Tuesday, July 13, 2004

clarity

Okay, I thought maybe I should expound on some of the information in my profile.
First, it's not that I DON'T have any interests, it's just that they really aren't that interesting. I don't have any one passion or great hobby like scaling the faces of tall buildings and then jumping off of them while praying to the god of my choosing that my parachute wasn't rigged by some sixteen year old kid experimenting with meth for the first time...I just do the normal, boring, suburban bullshit that most pseudo-normal, boring, suburban people do like watching movies and reading books and the occasional shopping rampage. Plus, you add into the mix that I live in the bible belt and (I'm fairly certain) a Republican stronghold, AND the fact that this city is having a serious identity crisis, not being able to figure out if it wants to evolve into an urban metro-sexually approved metropolis or stay with its old-towne Kuntry roots...well excitement is not the word du-jour (although it does boast the biggest fireworks display in the whole U-S-of-A during the Kentucky Derby).

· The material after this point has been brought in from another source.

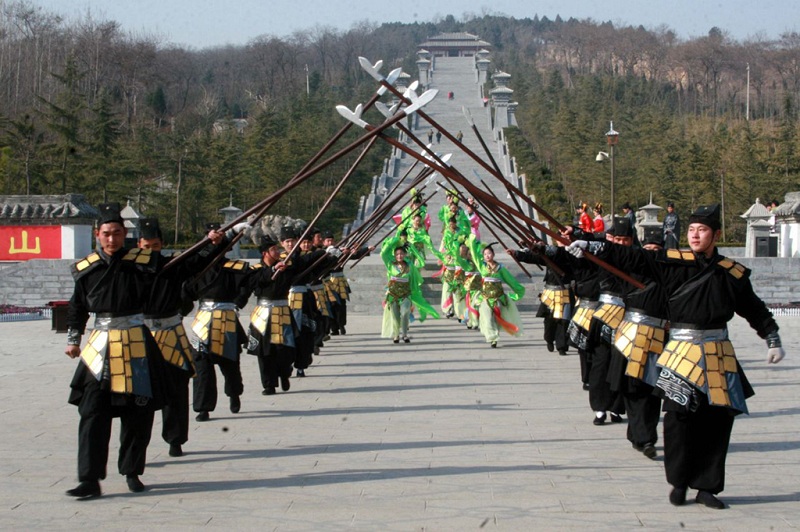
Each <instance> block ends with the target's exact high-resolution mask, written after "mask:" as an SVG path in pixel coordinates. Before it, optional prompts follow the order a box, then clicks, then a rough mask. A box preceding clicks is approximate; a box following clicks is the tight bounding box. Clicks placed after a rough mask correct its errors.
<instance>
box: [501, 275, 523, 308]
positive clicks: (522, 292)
mask: <svg viewBox="0 0 800 532" xmlns="http://www.w3.org/2000/svg"><path fill="white" fill-rule="evenodd" d="M498 273H499V274H500V278H501V279H502V280H503V282H504V283H506V284H507V285H508V286H509V287H510V288H511V290H513V293H512V294H509V295H508V297H510V298H511V299H513V300H514V301H519V300H520V299H522V296H524V295H525V287H524V286H522V283H520V282H519V281H517V279H516V277H514V276H513V275H511V272H509V271H508V268H506V267H505V266H503V267H502V268H500V270H499V271H498Z"/></svg>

Okay, what exactly does a Freudian obsession with Johnny Depp mean? Well, my brother has this uncanny resemblance to Johnny Depp. And NO I am not attracted to my brother, I didn't have twisted fantasies of running off to the Ozark mountains to have lobster-clawed babies...but the fact remains that my bro does looketh like the man I would commit multiple felonies for. I'm sure in psychology/psychiatry that means something important.

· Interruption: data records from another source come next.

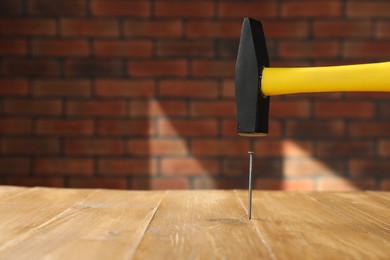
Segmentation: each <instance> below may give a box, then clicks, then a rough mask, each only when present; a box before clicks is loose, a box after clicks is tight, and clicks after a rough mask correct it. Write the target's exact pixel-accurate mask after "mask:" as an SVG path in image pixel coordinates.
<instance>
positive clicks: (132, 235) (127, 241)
mask: <svg viewBox="0 0 390 260" xmlns="http://www.w3.org/2000/svg"><path fill="white" fill-rule="evenodd" d="M163 196H164V192H141V191H139V192H136V191H132V192H130V191H114V190H99V191H98V192H96V193H94V194H93V195H91V196H90V197H88V198H87V199H85V200H83V201H81V202H79V203H77V204H76V205H73V206H72V207H71V208H69V209H68V210H67V211H66V212H63V213H62V214H60V215H58V216H57V217H56V218H55V219H52V221H50V222H47V223H46V225H42V226H40V227H39V229H38V230H36V231H35V232H33V233H32V234H31V235H30V236H28V237H26V239H24V240H23V241H19V243H17V244H14V245H13V246H12V247H8V248H6V249H5V250H1V251H0V258H1V259H3V258H9V259H43V258H53V259H118V258H121V259H129V258H130V257H131V256H132V255H133V254H134V251H135V249H136V247H137V246H138V244H139V241H140V240H141V238H142V236H143V234H144V232H145V230H146V228H147V226H148V225H149V223H150V220H151V219H152V218H153V216H154V214H155V211H156V210H157V207H158V205H159V203H160V201H161V199H162V198H163ZM45 203H46V204H51V205H53V204H55V203H56V200H52V199H51V198H46V200H45ZM37 214H46V213H44V212H38V213H37Z"/></svg>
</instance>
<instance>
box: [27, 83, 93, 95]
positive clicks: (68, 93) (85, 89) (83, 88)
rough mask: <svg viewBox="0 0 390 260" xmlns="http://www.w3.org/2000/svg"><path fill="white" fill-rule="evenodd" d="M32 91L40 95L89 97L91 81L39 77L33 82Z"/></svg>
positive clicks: (90, 89)
mask: <svg viewBox="0 0 390 260" xmlns="http://www.w3.org/2000/svg"><path fill="white" fill-rule="evenodd" d="M32 92H33V95H35V96H40V97H88V96H90V95H91V83H90V81H88V80H83V79H77V80H69V79H39V80H38V79H37V80H34V81H33V82H32Z"/></svg>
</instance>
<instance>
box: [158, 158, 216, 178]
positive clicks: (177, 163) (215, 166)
mask: <svg viewBox="0 0 390 260" xmlns="http://www.w3.org/2000/svg"><path fill="white" fill-rule="evenodd" d="M161 172H162V174H163V175H167V176H182V175H187V176H191V175H216V174H218V173H219V162H218V160H212V159H197V158H164V159H162V160H161Z"/></svg>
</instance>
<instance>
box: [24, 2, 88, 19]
mask: <svg viewBox="0 0 390 260" xmlns="http://www.w3.org/2000/svg"><path fill="white" fill-rule="evenodd" d="M86 9H87V3H86V0H77V1H74V0H71V1H69V0H56V1H52V0H30V1H28V4H27V12H28V13H29V14H34V15H42V16H44V15H55V16H63V15H73V16H75V15H77V16H82V15H85V14H86Z"/></svg>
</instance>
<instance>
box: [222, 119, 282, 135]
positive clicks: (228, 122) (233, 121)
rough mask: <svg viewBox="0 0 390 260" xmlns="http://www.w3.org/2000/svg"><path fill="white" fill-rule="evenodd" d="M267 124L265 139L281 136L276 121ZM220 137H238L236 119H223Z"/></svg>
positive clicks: (279, 128) (278, 127)
mask: <svg viewBox="0 0 390 260" xmlns="http://www.w3.org/2000/svg"><path fill="white" fill-rule="evenodd" d="M268 124H269V125H268V127H269V128H268V136H267V137H278V136H280V135H281V131H282V129H281V126H280V123H279V122H278V121H274V120H270V121H269V123H268ZM222 135H223V136H235V137H236V136H238V131H237V120H236V119H224V120H223V121H222Z"/></svg>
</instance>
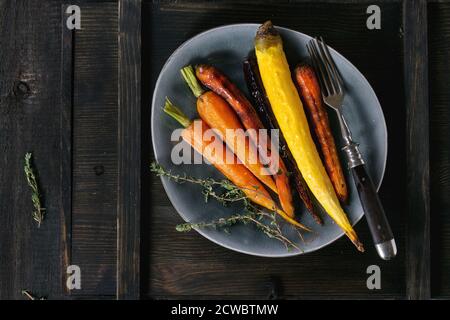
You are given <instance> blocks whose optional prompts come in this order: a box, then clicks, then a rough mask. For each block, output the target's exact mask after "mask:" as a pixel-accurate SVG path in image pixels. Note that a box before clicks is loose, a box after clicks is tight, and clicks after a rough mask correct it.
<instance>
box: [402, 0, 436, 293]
mask: <svg viewBox="0 0 450 320" xmlns="http://www.w3.org/2000/svg"><path fill="white" fill-rule="evenodd" d="M404 32H405V39H404V50H405V87H406V88H408V90H407V91H406V94H405V103H406V108H407V109H406V119H407V126H406V154H407V162H406V168H407V176H406V186H407V194H408V195H409V197H408V201H407V207H406V210H407V221H408V224H407V226H408V228H407V241H406V295H407V298H409V299H428V298H430V296H431V289H430V192H429V140H428V139H429V132H428V128H429V123H428V121H429V115H428V113H429V111H428V107H429V105H428V47H427V45H428V43H427V3H426V1H424V0H417V1H416V0H414V1H405V2H404Z"/></svg>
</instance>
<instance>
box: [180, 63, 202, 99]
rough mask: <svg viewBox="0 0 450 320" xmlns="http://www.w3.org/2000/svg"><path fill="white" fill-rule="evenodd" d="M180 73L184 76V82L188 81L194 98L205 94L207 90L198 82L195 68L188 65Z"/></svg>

I like foreign pop because...well frankly the pink-lace girlie side of me likes to listen to insipid music. But the mentally aware part of me can't stand to listen to the vapid words IN pop music. ERGO, my fascination with foreign pop. It still has the happy-sappy pop music that the twelve year old girl in me loves, but I can't understand shit so it can't piss me off. Pretty much the other music I like is stuff my friend Shane tells me about. I rely on him for all things cool because he can pick a piece of cool out of a big pile of shit...its his gift I think.

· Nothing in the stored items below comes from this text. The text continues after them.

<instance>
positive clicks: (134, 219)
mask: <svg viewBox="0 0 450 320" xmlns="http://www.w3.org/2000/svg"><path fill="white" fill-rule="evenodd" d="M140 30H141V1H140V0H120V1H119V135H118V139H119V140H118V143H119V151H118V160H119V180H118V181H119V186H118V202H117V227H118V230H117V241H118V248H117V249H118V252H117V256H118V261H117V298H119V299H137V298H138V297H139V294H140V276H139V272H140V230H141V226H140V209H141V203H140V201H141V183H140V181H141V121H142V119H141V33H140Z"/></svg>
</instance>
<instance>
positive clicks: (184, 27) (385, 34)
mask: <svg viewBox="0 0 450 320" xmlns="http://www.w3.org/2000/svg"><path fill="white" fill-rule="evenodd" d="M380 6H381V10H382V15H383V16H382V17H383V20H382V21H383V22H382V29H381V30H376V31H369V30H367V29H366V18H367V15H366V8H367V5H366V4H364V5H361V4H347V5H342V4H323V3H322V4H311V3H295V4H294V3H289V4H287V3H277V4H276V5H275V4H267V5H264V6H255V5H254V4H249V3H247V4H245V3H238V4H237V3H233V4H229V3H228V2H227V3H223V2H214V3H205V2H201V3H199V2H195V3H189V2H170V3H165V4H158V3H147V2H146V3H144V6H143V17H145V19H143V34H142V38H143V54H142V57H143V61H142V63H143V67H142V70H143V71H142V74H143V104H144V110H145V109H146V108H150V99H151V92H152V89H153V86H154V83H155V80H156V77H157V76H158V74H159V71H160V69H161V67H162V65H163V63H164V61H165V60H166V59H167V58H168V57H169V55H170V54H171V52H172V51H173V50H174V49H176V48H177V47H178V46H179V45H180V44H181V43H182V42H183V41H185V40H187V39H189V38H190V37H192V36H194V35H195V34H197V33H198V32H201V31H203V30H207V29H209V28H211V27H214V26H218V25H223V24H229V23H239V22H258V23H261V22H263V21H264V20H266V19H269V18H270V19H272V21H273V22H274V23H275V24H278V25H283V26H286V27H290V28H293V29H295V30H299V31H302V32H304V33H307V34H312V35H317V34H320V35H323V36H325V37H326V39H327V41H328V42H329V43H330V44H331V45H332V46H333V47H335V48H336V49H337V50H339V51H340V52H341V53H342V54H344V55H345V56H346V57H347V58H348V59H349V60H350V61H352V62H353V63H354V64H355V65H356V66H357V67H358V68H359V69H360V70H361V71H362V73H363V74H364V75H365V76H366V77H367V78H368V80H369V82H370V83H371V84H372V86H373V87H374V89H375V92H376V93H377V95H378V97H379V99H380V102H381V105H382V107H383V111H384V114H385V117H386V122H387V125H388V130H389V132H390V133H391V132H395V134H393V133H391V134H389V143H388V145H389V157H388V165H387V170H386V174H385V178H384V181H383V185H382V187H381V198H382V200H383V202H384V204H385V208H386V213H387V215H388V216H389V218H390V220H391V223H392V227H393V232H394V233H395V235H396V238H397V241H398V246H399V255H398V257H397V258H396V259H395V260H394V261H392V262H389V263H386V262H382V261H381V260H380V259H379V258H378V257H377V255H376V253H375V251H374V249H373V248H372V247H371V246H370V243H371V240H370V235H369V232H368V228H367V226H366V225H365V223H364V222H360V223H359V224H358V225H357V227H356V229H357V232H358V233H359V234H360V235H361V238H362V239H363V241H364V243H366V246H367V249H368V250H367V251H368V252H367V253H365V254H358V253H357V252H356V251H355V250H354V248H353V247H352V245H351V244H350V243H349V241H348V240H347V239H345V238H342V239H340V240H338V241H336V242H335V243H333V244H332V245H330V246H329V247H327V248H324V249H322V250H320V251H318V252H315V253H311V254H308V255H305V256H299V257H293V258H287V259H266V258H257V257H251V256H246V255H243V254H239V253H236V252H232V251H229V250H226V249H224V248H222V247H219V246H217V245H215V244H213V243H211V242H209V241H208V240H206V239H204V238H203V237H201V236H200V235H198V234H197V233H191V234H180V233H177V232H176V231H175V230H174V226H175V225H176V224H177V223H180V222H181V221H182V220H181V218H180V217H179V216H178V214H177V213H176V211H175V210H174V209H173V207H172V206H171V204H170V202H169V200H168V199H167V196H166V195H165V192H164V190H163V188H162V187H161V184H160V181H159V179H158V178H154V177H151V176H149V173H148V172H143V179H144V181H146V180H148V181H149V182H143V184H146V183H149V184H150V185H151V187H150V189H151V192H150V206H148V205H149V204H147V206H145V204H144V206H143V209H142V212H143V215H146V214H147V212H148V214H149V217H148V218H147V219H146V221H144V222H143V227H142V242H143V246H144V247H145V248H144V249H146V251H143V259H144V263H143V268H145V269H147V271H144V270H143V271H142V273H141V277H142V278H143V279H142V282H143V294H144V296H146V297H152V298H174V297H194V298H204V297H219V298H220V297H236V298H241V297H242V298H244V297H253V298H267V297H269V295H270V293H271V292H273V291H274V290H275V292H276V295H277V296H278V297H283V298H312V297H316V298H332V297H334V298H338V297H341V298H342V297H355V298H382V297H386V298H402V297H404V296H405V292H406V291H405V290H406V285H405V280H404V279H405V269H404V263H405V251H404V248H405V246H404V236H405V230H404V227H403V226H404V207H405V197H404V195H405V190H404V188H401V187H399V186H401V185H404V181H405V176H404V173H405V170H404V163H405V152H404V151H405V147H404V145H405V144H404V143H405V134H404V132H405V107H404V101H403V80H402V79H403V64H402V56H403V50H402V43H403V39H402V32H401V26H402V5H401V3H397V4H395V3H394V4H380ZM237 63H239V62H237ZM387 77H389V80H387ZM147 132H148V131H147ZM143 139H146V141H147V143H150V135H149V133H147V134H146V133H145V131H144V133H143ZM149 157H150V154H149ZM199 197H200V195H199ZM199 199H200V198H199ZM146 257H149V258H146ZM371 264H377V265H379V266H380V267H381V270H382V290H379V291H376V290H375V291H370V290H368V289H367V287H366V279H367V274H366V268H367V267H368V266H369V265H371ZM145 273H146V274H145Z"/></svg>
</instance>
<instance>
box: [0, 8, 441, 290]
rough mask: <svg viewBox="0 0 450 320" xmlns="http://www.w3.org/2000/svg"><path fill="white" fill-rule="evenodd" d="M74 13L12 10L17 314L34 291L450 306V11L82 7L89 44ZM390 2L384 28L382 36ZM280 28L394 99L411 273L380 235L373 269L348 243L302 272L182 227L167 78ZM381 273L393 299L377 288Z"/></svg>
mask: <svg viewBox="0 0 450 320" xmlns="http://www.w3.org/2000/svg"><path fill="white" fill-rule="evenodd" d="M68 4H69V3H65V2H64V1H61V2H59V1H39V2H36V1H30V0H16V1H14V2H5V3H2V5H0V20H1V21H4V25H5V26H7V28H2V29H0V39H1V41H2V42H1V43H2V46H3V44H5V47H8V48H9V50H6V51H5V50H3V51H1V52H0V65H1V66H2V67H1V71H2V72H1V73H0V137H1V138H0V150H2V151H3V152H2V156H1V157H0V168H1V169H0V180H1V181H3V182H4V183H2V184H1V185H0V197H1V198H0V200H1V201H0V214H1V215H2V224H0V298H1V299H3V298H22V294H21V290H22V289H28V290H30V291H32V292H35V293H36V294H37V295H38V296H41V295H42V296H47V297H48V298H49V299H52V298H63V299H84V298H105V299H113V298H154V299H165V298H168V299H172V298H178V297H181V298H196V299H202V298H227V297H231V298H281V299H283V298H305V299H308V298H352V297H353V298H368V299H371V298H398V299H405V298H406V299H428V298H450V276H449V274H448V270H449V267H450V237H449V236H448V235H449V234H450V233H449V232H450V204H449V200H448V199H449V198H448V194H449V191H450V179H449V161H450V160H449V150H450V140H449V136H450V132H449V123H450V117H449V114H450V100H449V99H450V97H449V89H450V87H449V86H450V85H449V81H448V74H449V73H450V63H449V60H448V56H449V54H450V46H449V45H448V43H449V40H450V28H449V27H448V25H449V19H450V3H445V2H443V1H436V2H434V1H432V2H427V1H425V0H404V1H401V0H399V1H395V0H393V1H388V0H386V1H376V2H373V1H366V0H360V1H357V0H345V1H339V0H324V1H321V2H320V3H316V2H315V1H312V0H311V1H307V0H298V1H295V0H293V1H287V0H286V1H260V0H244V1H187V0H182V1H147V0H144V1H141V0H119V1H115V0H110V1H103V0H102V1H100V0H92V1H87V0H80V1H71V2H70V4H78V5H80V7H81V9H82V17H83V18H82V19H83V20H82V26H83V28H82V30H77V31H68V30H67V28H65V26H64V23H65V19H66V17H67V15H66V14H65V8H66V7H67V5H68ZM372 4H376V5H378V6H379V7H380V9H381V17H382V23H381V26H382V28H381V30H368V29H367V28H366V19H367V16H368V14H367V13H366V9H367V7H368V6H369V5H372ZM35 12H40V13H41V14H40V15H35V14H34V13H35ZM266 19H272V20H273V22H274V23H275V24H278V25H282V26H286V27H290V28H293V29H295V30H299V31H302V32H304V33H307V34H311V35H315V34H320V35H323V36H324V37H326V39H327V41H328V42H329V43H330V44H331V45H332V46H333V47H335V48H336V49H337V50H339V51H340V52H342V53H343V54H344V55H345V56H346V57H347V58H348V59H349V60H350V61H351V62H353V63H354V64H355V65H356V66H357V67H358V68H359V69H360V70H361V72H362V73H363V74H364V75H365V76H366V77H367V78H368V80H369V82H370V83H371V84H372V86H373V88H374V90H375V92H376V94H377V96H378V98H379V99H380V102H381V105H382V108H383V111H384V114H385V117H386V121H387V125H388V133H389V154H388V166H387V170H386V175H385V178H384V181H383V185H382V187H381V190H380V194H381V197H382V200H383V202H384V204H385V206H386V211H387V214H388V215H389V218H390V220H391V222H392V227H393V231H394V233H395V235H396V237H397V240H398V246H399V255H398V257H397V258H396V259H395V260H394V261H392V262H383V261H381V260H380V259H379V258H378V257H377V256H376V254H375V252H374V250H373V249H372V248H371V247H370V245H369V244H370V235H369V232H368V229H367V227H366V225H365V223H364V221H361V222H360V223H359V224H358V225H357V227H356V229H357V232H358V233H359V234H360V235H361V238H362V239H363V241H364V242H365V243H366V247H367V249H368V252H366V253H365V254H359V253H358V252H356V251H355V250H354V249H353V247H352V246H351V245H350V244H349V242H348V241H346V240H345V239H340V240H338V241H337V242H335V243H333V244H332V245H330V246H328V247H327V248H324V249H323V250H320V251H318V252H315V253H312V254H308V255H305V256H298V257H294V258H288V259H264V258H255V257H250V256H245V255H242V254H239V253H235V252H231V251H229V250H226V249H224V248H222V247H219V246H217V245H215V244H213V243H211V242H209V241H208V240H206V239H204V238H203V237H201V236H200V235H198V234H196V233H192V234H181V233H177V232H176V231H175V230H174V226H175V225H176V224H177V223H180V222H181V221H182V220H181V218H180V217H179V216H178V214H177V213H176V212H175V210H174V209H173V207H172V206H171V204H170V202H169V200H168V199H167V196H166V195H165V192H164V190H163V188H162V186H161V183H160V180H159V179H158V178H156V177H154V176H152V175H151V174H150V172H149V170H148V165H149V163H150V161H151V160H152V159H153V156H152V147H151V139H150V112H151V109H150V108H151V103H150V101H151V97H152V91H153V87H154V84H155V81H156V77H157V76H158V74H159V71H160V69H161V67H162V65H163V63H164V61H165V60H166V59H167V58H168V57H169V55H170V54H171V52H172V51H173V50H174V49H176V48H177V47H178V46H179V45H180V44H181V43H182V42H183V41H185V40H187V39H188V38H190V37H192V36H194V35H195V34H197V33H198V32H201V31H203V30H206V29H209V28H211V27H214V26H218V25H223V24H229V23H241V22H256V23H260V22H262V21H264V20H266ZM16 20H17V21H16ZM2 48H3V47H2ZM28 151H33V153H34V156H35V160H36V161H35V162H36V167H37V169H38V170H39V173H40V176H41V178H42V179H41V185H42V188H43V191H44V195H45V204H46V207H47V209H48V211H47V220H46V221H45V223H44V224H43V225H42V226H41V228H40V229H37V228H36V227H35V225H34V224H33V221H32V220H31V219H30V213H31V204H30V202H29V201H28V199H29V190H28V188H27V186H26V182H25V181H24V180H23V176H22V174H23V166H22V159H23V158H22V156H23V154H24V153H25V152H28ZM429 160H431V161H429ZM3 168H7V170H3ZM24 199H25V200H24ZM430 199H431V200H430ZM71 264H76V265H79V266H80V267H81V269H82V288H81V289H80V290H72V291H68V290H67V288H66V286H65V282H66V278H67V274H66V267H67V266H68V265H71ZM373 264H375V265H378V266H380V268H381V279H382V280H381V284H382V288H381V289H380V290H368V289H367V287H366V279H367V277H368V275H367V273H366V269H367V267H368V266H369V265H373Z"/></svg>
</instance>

I have to say that "Like the Red Panda" is probably my more favorite read recently. Basically it is a journal of a high school girl, who seemingly has everything going for her, who decides that it (it being life) is all fucking bullshit and decides to off herself. So she writes this journal about why she does it. Its a pretty awesome book. I cried for thirty minutes after I finished reading it and then read it again within a few days.
Okay, I guess that pretty much covers it for now.